L'entreprise pour laquelle travaille Monsieur Martin, en France, a remporté le marché de 50 ascenseurs pour l'équipement d'un projet de construction à Bratislava. Monsieur Martin est envoyé par son employeur en Slovaquie pour effectuer l'installation. Il quitte sa Marseille natale pour une période déterminée mais il reste lié par le contrat de travail français. Il devient "travailleur détaché". Qui lui paye le salaire? Combien gagne-t-il? Qu'en est-il de son droit à un congé annuel payé? Quelle législation régit les conditions de travail, française ou slovaque? La directive sur le détachement des travailleurs, adoptée par le Parlement européen et le Conseil en 1996, tente d'y répondre. Mais dix ans après son adoption, vu ses imperfections, certains s'interrogent sur les améliorations à y apporter, voire sur sa révision complète. Avant de préparer un rapport d'initiative (Elisabeth Schroedter, Allemande du groupe Verts-ALE, en sera l'auteur) dans lequel le Parlement exprimera son avis, la commission de l'Emploi et des Affaires sociales a organisé, le 26 janvier, une audition publique pour analyser la question.
La directive vise à faciliter la mobilité des travailleurs et la prestation des services au-delà des frontières nationales en créant un cadre légal qui favorise les échanges et, en même temps, empêche les abus et la concurrence déloyale. La directive garantit aux travailleurs détachés le respect de certaines conditions minimales (salaire, congé, sécurité, santé et hygiène au travail, temps de travail). Elles sont fixées soit par des dispositions législatives, réglementaires ou administratives, soit par des conventions collectives de l'Etat dans lequel le service est fourni. L'entreprise du pays d'origine doit s'y soumettre. Pour s'y retrouver dans les systèmes nationaux différents, un mécanisme d'échange d'information (points de liaison et sites internet) a été mis en place par les Etats membres.
Aussi bien les députés que les experts invités à l'audition étaient d'accord: il y a trop de zones d'ombre dans la directive. Que veut dire, concrètement, la notion de salaire minimal? Et celle de convention collective? Comment régler la question des travailleurs indépendants? Les systèmes sont différents dans tous les Etats. Et l'information reste souvent inaccessible aux entreprises. Selon Catelene Passchier de la Confédération européenne des syndicats (CES), il faut améliorer plusieurs points, mais attention: le mieux est l'ennemi du bien, il ne faut pas toucher aux bases de la directive, elles sont bonnes. Ce point de vue a été partagé par la majorité des intervenants dont Mme Agnès Thibault (Union européenne de l’Artisanat et des petites et moyennes Entreprises) et Theresa de Liedekerke (UNICE).

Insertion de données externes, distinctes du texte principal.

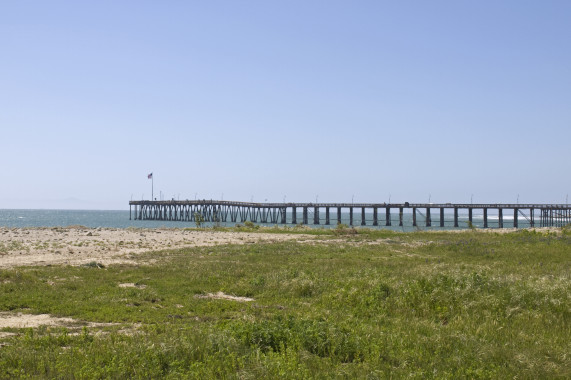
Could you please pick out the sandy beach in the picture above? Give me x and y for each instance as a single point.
(81, 245)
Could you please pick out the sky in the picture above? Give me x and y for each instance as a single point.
(370, 101)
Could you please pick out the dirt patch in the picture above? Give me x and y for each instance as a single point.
(79, 245)
(132, 285)
(20, 321)
(223, 296)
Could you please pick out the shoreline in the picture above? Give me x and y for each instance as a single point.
(80, 245)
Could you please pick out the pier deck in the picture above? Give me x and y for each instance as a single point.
(374, 214)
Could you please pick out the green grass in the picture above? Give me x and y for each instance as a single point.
(376, 304)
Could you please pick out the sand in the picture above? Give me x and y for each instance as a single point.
(81, 245)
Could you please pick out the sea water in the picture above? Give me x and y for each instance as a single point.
(120, 219)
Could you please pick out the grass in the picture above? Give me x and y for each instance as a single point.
(371, 304)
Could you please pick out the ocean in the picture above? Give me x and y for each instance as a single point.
(120, 219)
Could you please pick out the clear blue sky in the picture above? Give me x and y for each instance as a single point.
(266, 99)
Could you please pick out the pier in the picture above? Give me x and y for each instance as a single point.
(364, 214)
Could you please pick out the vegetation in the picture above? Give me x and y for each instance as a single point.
(363, 304)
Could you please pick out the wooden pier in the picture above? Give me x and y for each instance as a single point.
(536, 215)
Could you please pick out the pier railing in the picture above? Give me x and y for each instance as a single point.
(446, 214)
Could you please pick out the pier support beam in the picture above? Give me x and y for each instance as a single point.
(515, 217)
(531, 219)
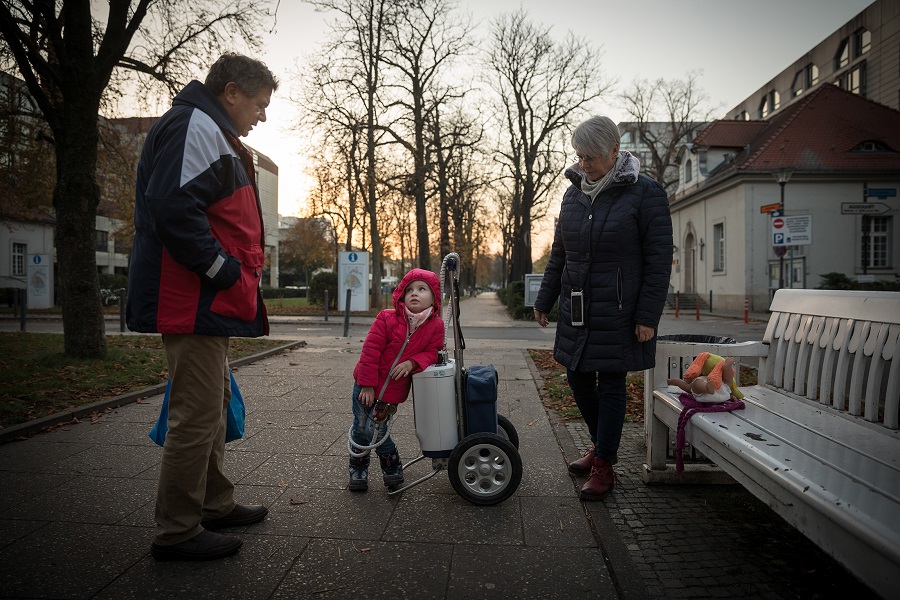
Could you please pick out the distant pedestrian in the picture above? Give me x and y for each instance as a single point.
(402, 341)
(609, 267)
(194, 277)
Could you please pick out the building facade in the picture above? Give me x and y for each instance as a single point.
(824, 136)
(782, 202)
(861, 57)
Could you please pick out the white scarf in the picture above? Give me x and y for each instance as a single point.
(592, 188)
(416, 319)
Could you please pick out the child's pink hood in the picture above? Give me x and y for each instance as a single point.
(422, 275)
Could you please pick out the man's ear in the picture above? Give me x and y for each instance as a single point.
(230, 92)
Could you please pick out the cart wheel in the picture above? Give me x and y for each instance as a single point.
(485, 468)
(506, 430)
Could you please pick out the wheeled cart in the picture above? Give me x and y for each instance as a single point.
(455, 412)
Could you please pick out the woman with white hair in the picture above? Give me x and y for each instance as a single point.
(609, 267)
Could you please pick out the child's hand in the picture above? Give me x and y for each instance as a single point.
(402, 370)
(367, 396)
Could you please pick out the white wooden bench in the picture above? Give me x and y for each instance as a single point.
(818, 440)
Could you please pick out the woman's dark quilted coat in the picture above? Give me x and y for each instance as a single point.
(618, 250)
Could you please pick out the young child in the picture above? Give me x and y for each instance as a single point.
(407, 338)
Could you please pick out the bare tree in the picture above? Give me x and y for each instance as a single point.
(356, 50)
(73, 58)
(542, 85)
(666, 115)
(423, 41)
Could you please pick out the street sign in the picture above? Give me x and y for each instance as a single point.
(864, 208)
(795, 230)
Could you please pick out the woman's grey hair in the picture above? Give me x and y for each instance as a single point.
(598, 136)
(251, 76)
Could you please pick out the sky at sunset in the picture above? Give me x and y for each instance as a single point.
(737, 46)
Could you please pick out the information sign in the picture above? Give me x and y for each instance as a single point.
(795, 230)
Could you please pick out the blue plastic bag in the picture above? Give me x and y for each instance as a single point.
(234, 426)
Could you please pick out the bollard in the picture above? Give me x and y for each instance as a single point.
(23, 302)
(121, 293)
(347, 314)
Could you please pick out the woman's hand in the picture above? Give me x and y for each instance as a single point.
(367, 395)
(404, 369)
(643, 333)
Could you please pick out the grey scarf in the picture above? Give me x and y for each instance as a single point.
(592, 188)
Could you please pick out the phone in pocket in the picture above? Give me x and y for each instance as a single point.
(577, 301)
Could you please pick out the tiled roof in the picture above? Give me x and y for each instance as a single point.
(821, 132)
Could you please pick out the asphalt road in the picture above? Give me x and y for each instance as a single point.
(537, 337)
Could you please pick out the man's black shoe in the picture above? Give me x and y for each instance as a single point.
(239, 515)
(206, 545)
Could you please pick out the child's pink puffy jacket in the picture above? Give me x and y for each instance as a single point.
(386, 337)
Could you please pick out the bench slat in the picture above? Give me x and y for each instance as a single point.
(841, 343)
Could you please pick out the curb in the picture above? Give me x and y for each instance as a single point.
(13, 432)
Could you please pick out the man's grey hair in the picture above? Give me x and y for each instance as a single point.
(598, 136)
(251, 76)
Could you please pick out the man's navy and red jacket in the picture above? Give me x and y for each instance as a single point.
(198, 246)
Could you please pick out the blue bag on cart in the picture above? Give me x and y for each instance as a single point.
(481, 399)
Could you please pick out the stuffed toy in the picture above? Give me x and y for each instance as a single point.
(705, 377)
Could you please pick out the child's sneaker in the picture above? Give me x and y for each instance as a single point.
(359, 474)
(391, 469)
(382, 411)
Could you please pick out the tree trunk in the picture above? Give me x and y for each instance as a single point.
(75, 199)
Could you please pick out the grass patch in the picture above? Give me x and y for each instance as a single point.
(37, 379)
(556, 394)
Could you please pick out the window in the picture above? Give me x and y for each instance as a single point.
(102, 241)
(878, 250)
(18, 258)
(719, 247)
(857, 79)
(812, 75)
(842, 57)
(770, 103)
(797, 84)
(862, 42)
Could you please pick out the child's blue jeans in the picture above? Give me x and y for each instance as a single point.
(364, 427)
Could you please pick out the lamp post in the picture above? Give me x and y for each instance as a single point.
(782, 176)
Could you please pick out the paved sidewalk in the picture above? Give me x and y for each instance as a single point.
(76, 508)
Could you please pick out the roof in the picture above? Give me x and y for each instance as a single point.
(831, 130)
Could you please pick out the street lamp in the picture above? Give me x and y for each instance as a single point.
(782, 176)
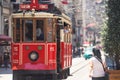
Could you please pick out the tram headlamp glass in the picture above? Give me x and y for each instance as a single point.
(33, 56)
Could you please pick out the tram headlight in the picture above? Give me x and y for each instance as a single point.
(33, 56)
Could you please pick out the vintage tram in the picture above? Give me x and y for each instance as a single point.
(41, 46)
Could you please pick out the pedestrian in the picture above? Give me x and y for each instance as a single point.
(97, 66)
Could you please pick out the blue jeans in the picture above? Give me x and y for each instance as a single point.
(98, 78)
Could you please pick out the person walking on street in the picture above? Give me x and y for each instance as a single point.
(97, 65)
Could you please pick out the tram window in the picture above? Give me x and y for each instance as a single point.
(28, 29)
(17, 30)
(49, 31)
(39, 30)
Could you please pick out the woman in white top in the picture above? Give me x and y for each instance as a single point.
(96, 67)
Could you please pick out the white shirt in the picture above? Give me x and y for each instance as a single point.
(98, 70)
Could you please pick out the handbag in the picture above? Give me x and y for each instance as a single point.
(106, 73)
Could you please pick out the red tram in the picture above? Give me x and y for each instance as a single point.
(41, 46)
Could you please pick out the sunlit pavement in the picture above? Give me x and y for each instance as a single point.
(6, 74)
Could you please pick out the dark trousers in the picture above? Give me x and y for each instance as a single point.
(98, 78)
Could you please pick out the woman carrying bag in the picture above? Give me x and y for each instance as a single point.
(97, 66)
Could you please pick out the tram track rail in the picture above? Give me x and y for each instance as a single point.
(78, 67)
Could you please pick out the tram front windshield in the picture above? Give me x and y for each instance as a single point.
(28, 30)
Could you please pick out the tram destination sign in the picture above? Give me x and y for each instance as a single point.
(34, 5)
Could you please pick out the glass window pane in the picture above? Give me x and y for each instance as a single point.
(39, 30)
(28, 29)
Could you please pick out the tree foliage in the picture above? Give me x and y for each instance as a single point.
(112, 34)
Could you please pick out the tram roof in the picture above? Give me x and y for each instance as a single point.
(41, 15)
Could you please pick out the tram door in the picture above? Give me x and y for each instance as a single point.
(28, 30)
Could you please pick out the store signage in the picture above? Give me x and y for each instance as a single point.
(34, 5)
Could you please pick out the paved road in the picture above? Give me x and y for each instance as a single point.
(79, 64)
(80, 70)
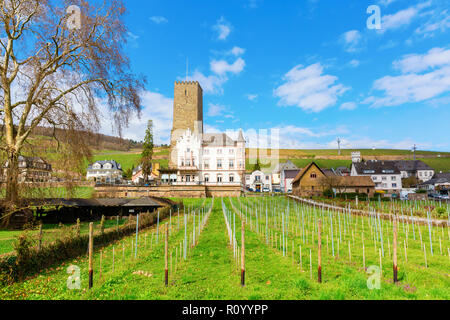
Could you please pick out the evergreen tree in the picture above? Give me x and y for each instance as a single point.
(147, 153)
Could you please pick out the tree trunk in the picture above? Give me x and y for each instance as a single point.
(12, 186)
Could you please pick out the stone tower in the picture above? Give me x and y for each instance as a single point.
(187, 113)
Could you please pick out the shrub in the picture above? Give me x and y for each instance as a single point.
(28, 260)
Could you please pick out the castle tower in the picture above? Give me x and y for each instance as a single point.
(187, 113)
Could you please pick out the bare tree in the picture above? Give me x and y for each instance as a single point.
(61, 63)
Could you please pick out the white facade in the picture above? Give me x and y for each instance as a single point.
(259, 181)
(425, 175)
(210, 159)
(105, 171)
(389, 181)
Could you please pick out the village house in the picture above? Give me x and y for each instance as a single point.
(108, 171)
(313, 181)
(440, 182)
(413, 168)
(258, 181)
(386, 176)
(32, 169)
(277, 172)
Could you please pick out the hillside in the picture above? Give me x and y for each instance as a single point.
(440, 161)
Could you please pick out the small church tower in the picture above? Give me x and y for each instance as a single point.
(187, 113)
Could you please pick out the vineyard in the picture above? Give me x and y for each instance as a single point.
(257, 248)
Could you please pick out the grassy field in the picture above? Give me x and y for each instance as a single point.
(274, 269)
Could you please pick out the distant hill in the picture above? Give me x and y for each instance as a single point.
(96, 140)
(440, 161)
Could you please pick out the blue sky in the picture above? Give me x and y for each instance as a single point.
(311, 69)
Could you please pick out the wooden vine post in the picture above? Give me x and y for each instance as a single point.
(166, 248)
(91, 251)
(40, 237)
(243, 254)
(320, 251)
(395, 251)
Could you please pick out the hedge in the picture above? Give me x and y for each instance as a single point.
(27, 260)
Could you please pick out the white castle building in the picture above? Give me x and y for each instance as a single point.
(199, 158)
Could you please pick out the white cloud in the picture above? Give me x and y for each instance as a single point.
(308, 89)
(159, 19)
(212, 84)
(440, 22)
(223, 29)
(436, 57)
(403, 17)
(352, 41)
(221, 67)
(348, 106)
(385, 3)
(414, 85)
(237, 51)
(133, 39)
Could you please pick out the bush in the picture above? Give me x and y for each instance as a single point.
(28, 260)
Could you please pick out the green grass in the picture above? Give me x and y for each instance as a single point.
(51, 232)
(211, 273)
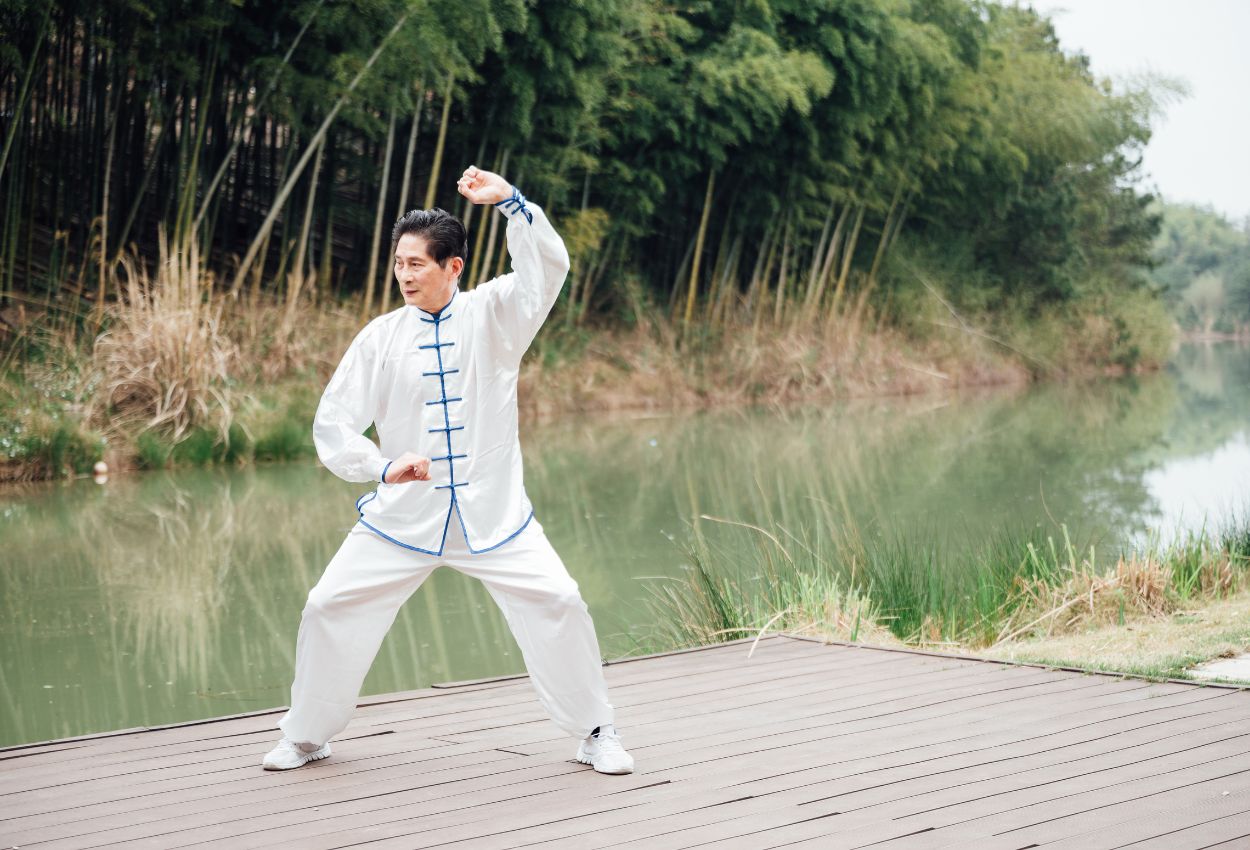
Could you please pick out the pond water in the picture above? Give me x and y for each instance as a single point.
(160, 598)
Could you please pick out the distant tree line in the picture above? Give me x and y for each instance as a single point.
(760, 160)
(1204, 269)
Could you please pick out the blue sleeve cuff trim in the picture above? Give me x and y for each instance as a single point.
(515, 204)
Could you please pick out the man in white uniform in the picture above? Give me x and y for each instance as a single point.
(438, 379)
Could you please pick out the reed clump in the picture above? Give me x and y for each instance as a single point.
(848, 585)
(164, 363)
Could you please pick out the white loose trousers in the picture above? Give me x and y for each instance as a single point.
(354, 604)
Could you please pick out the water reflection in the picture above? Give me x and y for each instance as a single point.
(170, 596)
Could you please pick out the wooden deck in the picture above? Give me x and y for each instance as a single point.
(804, 745)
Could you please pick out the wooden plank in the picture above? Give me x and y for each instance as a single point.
(734, 751)
(300, 773)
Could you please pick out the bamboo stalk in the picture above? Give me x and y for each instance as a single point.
(249, 116)
(699, 240)
(284, 193)
(430, 190)
(779, 305)
(15, 121)
(409, 155)
(848, 254)
(375, 243)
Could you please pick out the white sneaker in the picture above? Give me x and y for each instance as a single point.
(604, 753)
(288, 754)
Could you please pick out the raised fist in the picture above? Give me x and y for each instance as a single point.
(483, 186)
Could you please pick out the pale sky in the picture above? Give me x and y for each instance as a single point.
(1200, 149)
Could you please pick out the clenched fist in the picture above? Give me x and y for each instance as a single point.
(409, 466)
(483, 186)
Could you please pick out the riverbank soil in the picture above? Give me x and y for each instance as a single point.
(1164, 646)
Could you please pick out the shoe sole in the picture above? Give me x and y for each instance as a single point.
(313, 756)
(585, 760)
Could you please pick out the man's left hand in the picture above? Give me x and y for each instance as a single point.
(483, 186)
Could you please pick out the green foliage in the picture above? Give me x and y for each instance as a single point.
(1203, 266)
(961, 128)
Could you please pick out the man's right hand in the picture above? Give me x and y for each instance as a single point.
(409, 466)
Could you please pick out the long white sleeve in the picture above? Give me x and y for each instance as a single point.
(348, 406)
(521, 299)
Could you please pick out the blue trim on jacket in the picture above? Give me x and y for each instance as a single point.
(515, 204)
(451, 455)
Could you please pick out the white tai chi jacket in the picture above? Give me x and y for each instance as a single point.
(444, 385)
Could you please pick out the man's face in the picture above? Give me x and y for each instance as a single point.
(423, 281)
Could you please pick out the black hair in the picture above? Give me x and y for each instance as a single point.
(444, 234)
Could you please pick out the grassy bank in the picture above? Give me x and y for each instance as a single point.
(1028, 596)
(178, 374)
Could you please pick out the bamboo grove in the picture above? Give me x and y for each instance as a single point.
(759, 161)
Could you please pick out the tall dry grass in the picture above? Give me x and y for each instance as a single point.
(164, 360)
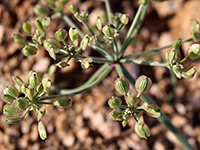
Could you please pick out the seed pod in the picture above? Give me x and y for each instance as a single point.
(142, 129)
(131, 100)
(124, 19)
(152, 109)
(85, 63)
(99, 23)
(27, 27)
(29, 50)
(19, 40)
(114, 102)
(18, 80)
(72, 8)
(63, 101)
(41, 113)
(46, 84)
(41, 10)
(177, 43)
(42, 131)
(62, 64)
(20, 104)
(50, 44)
(61, 34)
(144, 2)
(39, 26)
(188, 74)
(8, 98)
(33, 79)
(122, 85)
(10, 111)
(73, 33)
(13, 120)
(194, 51)
(108, 31)
(142, 84)
(11, 90)
(84, 42)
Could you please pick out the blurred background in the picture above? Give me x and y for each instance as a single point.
(87, 125)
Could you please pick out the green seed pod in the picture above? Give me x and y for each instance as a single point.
(19, 40)
(142, 129)
(8, 98)
(29, 50)
(152, 109)
(114, 102)
(122, 85)
(188, 74)
(131, 100)
(116, 115)
(177, 43)
(99, 23)
(13, 120)
(124, 19)
(62, 64)
(42, 130)
(39, 26)
(72, 8)
(41, 113)
(73, 33)
(61, 34)
(194, 51)
(108, 31)
(142, 84)
(52, 44)
(143, 2)
(46, 22)
(63, 101)
(196, 26)
(33, 80)
(46, 84)
(20, 104)
(26, 27)
(85, 63)
(40, 88)
(18, 80)
(10, 111)
(84, 42)
(11, 90)
(41, 10)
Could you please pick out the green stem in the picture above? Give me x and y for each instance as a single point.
(83, 88)
(153, 50)
(163, 118)
(108, 10)
(140, 62)
(72, 24)
(131, 29)
(95, 59)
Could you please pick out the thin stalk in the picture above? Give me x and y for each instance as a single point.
(131, 29)
(108, 10)
(153, 50)
(163, 118)
(140, 62)
(107, 52)
(72, 24)
(81, 89)
(95, 59)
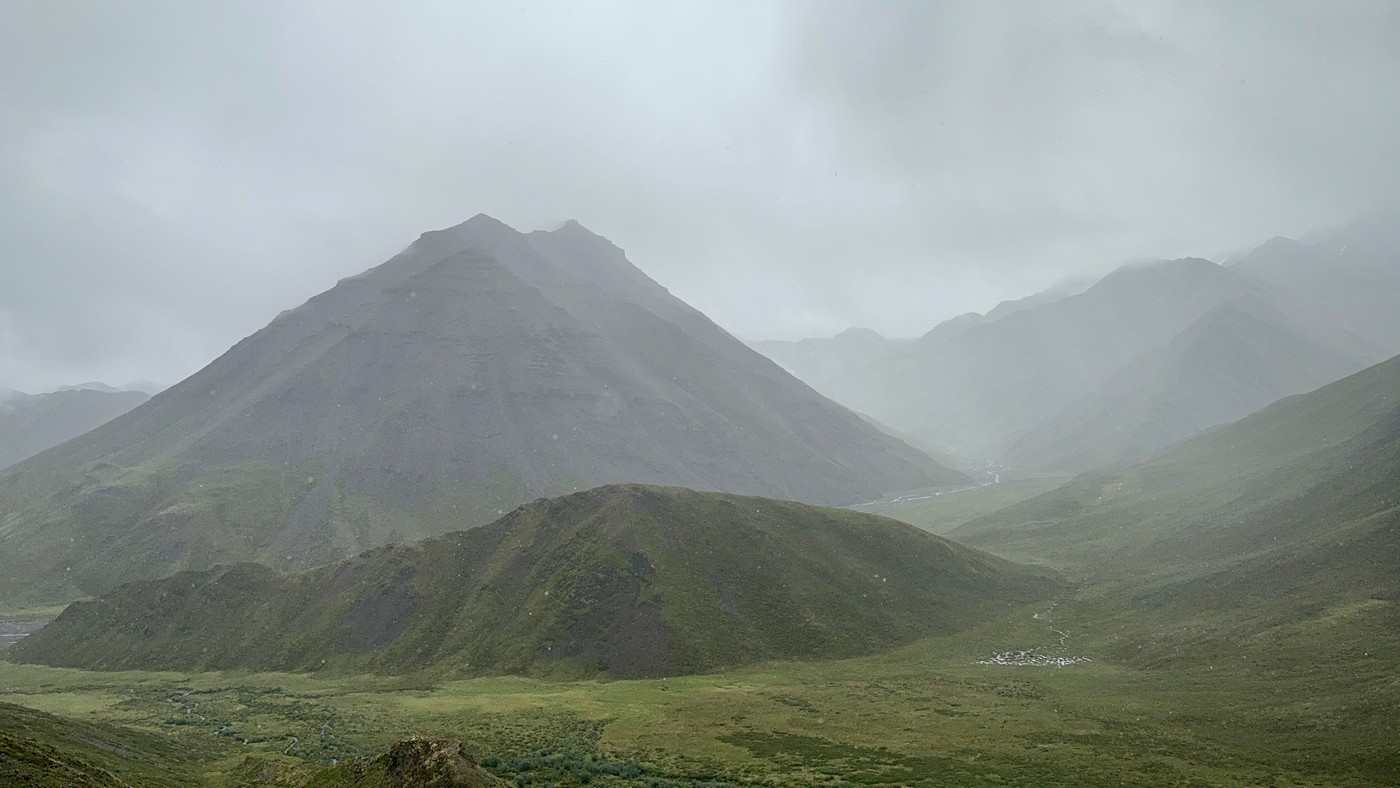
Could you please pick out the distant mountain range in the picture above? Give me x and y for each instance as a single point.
(622, 581)
(32, 423)
(479, 368)
(1152, 353)
(1285, 515)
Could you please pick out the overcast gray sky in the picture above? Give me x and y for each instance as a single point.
(175, 174)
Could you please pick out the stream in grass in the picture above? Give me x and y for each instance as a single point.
(1039, 657)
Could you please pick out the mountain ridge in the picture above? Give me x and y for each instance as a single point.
(622, 580)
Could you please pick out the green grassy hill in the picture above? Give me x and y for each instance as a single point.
(475, 371)
(44, 750)
(620, 580)
(1274, 539)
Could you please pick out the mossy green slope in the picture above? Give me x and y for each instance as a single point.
(475, 371)
(44, 750)
(1280, 477)
(1274, 539)
(620, 580)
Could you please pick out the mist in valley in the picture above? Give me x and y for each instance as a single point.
(699, 394)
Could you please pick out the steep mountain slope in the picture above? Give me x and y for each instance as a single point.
(1287, 480)
(32, 423)
(1270, 546)
(823, 363)
(622, 580)
(1350, 275)
(479, 368)
(986, 387)
(1236, 359)
(42, 750)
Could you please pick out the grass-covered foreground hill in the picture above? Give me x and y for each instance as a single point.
(620, 580)
(475, 371)
(1276, 536)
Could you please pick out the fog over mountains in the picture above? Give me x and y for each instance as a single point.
(479, 368)
(1150, 354)
(32, 423)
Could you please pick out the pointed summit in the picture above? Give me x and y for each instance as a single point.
(476, 370)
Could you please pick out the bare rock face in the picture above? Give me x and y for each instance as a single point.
(478, 370)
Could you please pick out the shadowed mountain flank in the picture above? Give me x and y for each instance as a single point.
(32, 423)
(479, 368)
(620, 580)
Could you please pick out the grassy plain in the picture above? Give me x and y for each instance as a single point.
(927, 714)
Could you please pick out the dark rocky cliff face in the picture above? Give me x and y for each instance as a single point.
(478, 370)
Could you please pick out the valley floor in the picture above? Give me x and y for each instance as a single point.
(928, 714)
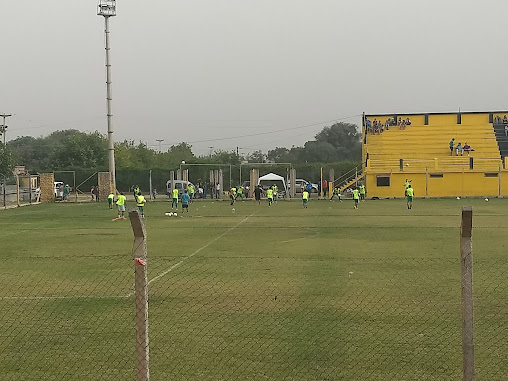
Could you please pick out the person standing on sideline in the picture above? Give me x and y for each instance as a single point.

Corriger la directive ou la refaire complètement? Pour Anne Van Lancker, socialiste belge, la question reste ouverte. Mais la Commission européenne devrait accélérer la préparation du rapport sur l'application de la directive qui se fait trop attendre. Il faut agir vite, il y a trop d'abus, selon la députée. D'autant plus que le 1er mai prochain les marchés du travail de plusieurs anciens Etats membre s'ouvriront plus largement aux Etats qui ont rejoint l'UE en 2004. Alejandro CERCAS, socialiste espagnol, s'est attaqué aux lacunes de la directive qui permet, selon lui, de "brader les conditions sociales": "On ne veut pas de système de détachement sauvage".
Le représentant de la Commission européenne, vivement critiqué, s'est engagé à présenter au Parlement son rapport d'analyse en mars prochain.